Yesterday the Wall Street Journal reported that Citigroup Inc. is seeking the Treasury's approval to pay special bonuses to key employees. According to the Journal, the focus of the request is the highly profitable Phibro trading division whose energy trading unit is at the point of losing key employees because of federal pay restrictions. Citigroup, aside from receiving $45 billion in TARP funds, is now 30% owned by the government.
With the current focus on whether to pay bonuses or not, a much larger and more ominous issue is being overlooked. It highlights the massive distortions in our financial system and the grave potential to repeating the massive risk and leverage blunders taken on by the behemoths of the banking world that has come frighteningly close to destroying the financial system.
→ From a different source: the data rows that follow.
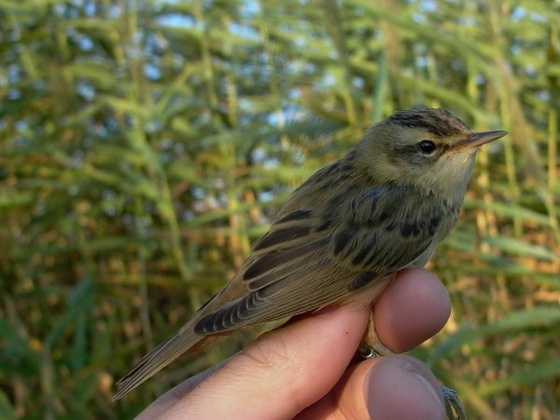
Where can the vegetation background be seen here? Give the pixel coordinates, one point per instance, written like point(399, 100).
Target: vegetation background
point(144, 145)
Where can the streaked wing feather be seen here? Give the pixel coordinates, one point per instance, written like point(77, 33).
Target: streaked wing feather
point(319, 254)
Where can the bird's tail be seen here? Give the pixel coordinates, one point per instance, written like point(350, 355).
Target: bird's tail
point(184, 341)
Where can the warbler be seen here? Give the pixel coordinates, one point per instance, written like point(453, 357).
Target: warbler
point(344, 233)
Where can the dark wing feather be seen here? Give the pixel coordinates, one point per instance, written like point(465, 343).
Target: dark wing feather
point(363, 235)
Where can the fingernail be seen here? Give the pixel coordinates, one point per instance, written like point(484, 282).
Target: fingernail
point(401, 387)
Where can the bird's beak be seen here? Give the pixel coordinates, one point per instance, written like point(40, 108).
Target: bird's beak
point(478, 139)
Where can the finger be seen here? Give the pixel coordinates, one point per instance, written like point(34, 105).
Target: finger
point(392, 387)
point(281, 373)
point(414, 307)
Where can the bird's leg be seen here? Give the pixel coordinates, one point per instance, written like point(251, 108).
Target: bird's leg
point(372, 346)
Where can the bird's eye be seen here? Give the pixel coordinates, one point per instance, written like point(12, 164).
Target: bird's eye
point(427, 147)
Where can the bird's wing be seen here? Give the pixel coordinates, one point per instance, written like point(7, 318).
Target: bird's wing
point(310, 259)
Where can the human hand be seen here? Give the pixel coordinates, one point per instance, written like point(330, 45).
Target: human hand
point(308, 368)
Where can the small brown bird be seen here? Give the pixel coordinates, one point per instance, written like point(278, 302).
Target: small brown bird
point(344, 232)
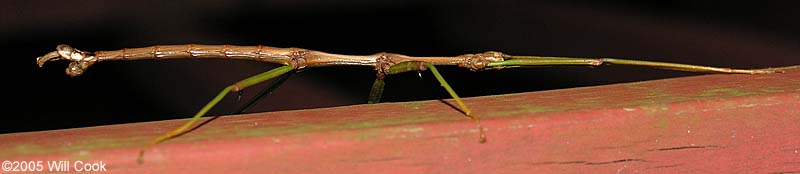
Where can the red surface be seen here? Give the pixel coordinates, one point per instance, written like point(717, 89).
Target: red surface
point(701, 124)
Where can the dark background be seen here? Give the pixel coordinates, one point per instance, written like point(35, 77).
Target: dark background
point(719, 33)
Once upon a time banks played a significant role in aiding the flow of trade both domestically and internationally. A bank would open letters of credit permitting trade to flow between buyers and sellers in different parts of the world. They would finance the inventory or storage of goods and commodities, thereby assisting the smooth functioning of markets. They would provide loans for the expansion of production capacity. In other words, they would function as banks did once upon a time.
But now, be it Citigroup or Morgan Stanley and myriad others such stolid unglamorous, sedate contributions to the world's economy have become too mundane. No, better they risk their depositors' monies and their capital (30% government-owned in the case of Citi as noted above), their TARP infusions ($10 billion for Morgan Stanley), by having opened oil trading casinos, forgoing their traditional function as lenders and facilitators of trade. 'Shazam,' they have transformed themselves into oil traders, or simply put, principals, taking title to the physical product by taking delivery, and storing it (according to Bloomberg, "Morgan Stanley Hires Super Tanker to Store Oil," January 19, 2009 -- Morgan chartered the supertanker "Argenta" to store 2 million/bbls at anchor at sea), and thereby foisting on their fiduciary depositor base and shareholders the enormous risks attendant to trading oil -- not simply oil futures on the exchanges, but an important part of the billions of barrels of crude oil being shipped all over the world.
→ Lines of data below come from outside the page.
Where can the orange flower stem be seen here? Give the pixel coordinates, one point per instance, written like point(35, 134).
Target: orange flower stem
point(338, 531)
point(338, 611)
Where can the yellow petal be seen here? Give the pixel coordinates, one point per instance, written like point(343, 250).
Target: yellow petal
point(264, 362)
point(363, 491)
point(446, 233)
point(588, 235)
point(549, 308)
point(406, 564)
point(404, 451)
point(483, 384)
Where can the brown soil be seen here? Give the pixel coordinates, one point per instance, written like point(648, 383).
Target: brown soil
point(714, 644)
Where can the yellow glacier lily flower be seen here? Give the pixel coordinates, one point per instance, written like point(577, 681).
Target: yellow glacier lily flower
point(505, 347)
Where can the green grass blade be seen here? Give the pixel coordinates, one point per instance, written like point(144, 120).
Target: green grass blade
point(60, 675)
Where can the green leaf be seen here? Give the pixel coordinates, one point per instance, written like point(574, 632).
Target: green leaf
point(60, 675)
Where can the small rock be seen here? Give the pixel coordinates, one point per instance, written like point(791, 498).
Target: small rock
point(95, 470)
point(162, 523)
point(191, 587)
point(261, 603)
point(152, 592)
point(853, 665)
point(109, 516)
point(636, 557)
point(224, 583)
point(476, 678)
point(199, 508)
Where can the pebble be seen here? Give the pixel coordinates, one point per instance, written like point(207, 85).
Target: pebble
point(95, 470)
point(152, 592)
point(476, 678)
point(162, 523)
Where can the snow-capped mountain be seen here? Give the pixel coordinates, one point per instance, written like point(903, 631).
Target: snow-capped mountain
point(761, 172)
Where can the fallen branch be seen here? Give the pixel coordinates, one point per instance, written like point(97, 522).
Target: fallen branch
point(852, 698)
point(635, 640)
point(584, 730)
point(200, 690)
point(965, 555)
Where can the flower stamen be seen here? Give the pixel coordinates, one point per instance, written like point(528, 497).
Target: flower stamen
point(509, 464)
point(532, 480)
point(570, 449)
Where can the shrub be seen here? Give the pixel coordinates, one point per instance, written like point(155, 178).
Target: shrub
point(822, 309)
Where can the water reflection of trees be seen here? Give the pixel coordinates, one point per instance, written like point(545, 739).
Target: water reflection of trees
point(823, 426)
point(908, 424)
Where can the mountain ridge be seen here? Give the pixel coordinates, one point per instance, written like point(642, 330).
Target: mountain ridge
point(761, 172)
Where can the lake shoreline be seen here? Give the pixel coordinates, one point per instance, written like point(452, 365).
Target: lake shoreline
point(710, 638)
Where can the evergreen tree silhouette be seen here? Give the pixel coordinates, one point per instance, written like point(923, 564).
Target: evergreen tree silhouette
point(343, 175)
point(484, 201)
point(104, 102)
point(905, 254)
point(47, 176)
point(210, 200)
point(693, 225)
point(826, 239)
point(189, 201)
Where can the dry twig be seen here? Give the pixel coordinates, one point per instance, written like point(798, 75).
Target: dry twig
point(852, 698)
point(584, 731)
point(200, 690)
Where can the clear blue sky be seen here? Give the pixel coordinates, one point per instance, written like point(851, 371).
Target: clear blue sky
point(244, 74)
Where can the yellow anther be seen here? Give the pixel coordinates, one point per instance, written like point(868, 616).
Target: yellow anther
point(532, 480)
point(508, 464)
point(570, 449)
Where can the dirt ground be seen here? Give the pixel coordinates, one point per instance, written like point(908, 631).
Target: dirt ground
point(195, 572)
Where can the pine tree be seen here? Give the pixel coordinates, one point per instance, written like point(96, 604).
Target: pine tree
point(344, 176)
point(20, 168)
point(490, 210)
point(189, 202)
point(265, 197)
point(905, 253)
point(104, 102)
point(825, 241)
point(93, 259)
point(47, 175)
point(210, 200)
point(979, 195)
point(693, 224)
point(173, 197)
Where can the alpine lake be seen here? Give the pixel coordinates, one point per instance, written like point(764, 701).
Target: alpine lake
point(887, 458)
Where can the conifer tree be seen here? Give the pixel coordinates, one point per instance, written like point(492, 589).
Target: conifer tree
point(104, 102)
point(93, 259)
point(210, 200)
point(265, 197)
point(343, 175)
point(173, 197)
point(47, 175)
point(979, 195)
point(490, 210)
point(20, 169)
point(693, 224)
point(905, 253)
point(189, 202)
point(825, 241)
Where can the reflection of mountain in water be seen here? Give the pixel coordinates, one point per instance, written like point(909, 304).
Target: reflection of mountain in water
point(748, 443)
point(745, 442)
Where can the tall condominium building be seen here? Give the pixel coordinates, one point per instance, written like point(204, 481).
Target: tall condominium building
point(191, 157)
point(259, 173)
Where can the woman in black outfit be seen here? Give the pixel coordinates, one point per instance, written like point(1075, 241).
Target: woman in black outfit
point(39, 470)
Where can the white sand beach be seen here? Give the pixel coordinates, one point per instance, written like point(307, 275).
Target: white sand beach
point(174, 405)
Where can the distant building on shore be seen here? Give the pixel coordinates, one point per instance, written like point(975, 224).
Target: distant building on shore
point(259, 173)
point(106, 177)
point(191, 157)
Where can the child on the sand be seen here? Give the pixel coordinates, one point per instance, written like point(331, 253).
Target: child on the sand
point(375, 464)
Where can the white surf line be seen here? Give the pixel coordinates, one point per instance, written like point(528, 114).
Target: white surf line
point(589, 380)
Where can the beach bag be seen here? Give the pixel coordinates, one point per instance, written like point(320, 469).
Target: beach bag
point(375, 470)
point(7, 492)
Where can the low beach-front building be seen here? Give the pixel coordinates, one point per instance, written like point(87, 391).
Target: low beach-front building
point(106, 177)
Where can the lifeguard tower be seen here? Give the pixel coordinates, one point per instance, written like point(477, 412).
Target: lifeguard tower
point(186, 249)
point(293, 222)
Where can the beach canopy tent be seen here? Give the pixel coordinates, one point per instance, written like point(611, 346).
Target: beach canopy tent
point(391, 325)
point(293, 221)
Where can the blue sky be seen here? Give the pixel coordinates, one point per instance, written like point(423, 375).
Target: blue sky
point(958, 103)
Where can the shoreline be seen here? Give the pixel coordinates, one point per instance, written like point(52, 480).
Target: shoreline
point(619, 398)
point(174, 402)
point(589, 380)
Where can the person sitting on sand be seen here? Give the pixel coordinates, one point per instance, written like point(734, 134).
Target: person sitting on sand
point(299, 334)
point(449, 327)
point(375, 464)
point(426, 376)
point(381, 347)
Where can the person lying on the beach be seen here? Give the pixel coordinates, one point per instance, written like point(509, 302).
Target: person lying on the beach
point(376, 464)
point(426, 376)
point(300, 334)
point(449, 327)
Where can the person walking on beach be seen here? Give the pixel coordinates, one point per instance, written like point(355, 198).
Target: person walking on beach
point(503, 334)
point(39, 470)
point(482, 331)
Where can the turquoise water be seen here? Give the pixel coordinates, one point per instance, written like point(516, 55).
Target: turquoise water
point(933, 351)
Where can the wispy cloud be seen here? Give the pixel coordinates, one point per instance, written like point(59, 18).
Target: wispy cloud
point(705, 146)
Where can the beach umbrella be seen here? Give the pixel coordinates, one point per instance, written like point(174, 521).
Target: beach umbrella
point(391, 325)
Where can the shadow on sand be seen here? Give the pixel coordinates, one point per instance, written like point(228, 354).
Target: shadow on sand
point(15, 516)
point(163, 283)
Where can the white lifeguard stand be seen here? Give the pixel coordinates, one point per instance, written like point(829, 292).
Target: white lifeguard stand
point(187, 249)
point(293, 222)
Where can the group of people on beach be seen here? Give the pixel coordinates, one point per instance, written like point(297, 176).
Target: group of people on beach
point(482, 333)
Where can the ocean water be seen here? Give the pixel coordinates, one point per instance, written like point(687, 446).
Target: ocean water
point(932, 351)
The risks are enormous and the rewards can be as well, as they have been for the last few years. But the same could have been said, if anyone had been paying attention to the risk side, to the reckless compounding of credit instruments, the morphing of home finance loans into bank bonds, and the plunge into and packaging of CDSwaps. Banks had ceased to function basically as banks but had become traders and gamblers using Other People's Money, which provided enormous individual payouts while the going was good.
Where we probably do not need any more CDS instruments for which there is no insurable interest at hand, thereby becoming a pure speculative product, we probably do need oil traders for the smooth functioning of markets. But traders who trade at their own risk and capital. Leaving it to the banks portends another financial disaster by tying their viability to the highly volatile world of commodity trading, most especially crude oil.
It is long past time that the bankers got back to banking the old fashioned way. We would all be the better for it, and it is time our government did the needful to assure that bankers kept to their knitting.